Più nello specifico, in tema di attuazione, sono sollevate molte perplessità sulla figura del ‘navigator’. Tra queste: a) l’esile processo di selezione individuato per il suo reclutamento a fronte del suo ruolo cruciale per la riuscita della misura b) una sovrapposizione di competenze professionali (da quelle giuridiche a quelle psicologiche), ma anche di funzioni (dallo scouting delle offerte di lavoro, al motivatore); c) l’assenza, almeno a oggi, di indicazioni su contenuti, tempi e modalità per la loro formazione.
Incertezze e dubbi che secondo ASVIS confermerebbero, da un lato il permanere nel nostro Paese di una scarsa cultura dell’orientamento professionale e dall’altro la discutibile scelta di dare risposte nell’immediato a target di beneficiari tra loro disomogenei, piuttosto che progettare soluzioni sostenibili nel medio-lungo periodo alla cronica disoccupazione giovanile e più in generale alla lotta al divario generazionale
Con riferimento a ‘quota 100’, ASVIS, pur valutando positivamente l’obiettivo di introdurre un meccanismo di flessibilità delle uscite, ritiene che “occorra considerare con attenzione gli equilibri complessivi del sistema pensionistico. In generale, il turnover-giovani è condizionato dalla penetrazione tecnologica che tendenzialmente nella pubblica amministrazione e nelle grandi imprese in assoluto riduce il livello occupazionale, aumenta la produttività oraria e richiede lavoro qualificato.

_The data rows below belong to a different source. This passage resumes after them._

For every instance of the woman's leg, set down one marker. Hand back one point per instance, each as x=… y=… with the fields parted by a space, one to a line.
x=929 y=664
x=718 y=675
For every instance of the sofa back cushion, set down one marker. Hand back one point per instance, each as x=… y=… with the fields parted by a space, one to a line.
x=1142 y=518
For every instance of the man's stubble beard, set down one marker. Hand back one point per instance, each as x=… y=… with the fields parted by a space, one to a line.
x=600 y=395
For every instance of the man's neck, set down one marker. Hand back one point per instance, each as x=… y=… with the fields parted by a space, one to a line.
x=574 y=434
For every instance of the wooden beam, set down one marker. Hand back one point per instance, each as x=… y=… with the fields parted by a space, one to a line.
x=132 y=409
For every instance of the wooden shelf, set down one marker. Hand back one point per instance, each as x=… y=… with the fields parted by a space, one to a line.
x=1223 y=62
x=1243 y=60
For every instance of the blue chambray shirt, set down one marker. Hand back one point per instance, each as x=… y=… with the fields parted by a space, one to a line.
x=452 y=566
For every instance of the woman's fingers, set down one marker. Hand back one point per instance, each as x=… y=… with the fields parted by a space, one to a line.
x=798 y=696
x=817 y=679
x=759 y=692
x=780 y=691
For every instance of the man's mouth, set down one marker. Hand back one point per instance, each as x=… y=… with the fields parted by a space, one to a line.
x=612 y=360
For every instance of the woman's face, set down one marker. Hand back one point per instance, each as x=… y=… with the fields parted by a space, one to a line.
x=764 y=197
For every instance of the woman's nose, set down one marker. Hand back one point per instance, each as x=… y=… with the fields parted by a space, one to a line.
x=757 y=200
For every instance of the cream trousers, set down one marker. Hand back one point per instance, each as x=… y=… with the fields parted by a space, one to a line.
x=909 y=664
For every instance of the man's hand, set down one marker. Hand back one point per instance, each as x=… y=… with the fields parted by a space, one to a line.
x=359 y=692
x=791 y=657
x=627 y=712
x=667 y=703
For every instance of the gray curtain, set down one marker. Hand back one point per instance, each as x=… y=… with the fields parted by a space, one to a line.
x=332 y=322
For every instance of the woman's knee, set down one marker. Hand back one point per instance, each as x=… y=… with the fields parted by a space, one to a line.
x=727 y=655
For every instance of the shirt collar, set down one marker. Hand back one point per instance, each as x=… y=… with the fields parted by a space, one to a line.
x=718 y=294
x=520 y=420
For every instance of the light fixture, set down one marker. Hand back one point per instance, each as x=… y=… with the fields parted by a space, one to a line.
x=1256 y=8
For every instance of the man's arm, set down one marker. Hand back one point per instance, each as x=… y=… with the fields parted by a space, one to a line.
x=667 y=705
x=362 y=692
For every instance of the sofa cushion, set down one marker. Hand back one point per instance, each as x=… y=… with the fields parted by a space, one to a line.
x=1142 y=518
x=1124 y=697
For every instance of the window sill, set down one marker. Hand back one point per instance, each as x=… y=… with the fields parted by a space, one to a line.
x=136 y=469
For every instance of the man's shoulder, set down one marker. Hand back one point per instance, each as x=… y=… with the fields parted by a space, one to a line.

Nelle PMI non avanzate il ricambio sarà condizionato dal possibile aumento del lavoro sommerso e tutte le evidenze, se gestite solo dai centri per l’impiego, avranno effetti più di gestione del ‘traffico’ che di cambiamento della base produttiva.”
Da ultimo, una posizione critica anche nei confronti della scelta di rinominare la misura dedicata all’alternanza scuola-lavoro, depotenziandola e interrompendo lo sforzo di assicurare maggiore “occupabilità” alle risorse più giovani che si affacciano al mondo del lavoro, appare abbastanza critica. Questa l’annotazione: “Il dimezzamento complessivo sia delle ore sia dei finanziamenti per l’alternanza scuola-lavoro, infatti, non sembra fondarsi su ragioni di merito, ma sulla mera volontà di risparmiare risorse. Le esperienze di alternanza scuola-lavoro obbligatoria, infatti, hanno ricevuto, nel complesso, una valutazione positiva, pur coinvolgendo a regime oltre un milione di studenti con le relative, fisiologiche, criticità. Quanto previsto nella Legge di Bilancio allontana l’Italia dalle migliori esperienze europee e, di fatto, frena la diffusione di percorsi di formazione sul lavoro nei territori dove è più debole il legame tra scuola e impresa (soprattutto al Sud). Si tratta, più in generale, di una modifica che danneggia gli studenti che saranno privati della possibilità di inserirsi per un periodo consistente all’interno delle realtà produttive: di conseguenza, come mostrano diversi studi nazionali e internazionali, essi avranno ridotte possibilità di conoscere in modo efficace il mercato del lavoro, le competenze richieste dalle imprese e i percorsi che garantiscano le maggiori opportunità di occupazione. La brusca retromarcia rischia, inoltre, di vanificare gli sforzi profusi nei primi anni di avvio dello strumento dell’alternanza verso un cambio culturale”.
In conclusione, almeno per quanto concerne i principali target fissati dal goal 8 di Agenda 2030, la manovra introdotta pare avere non solo il fiato corto, ma anche qualche problema di strabismo.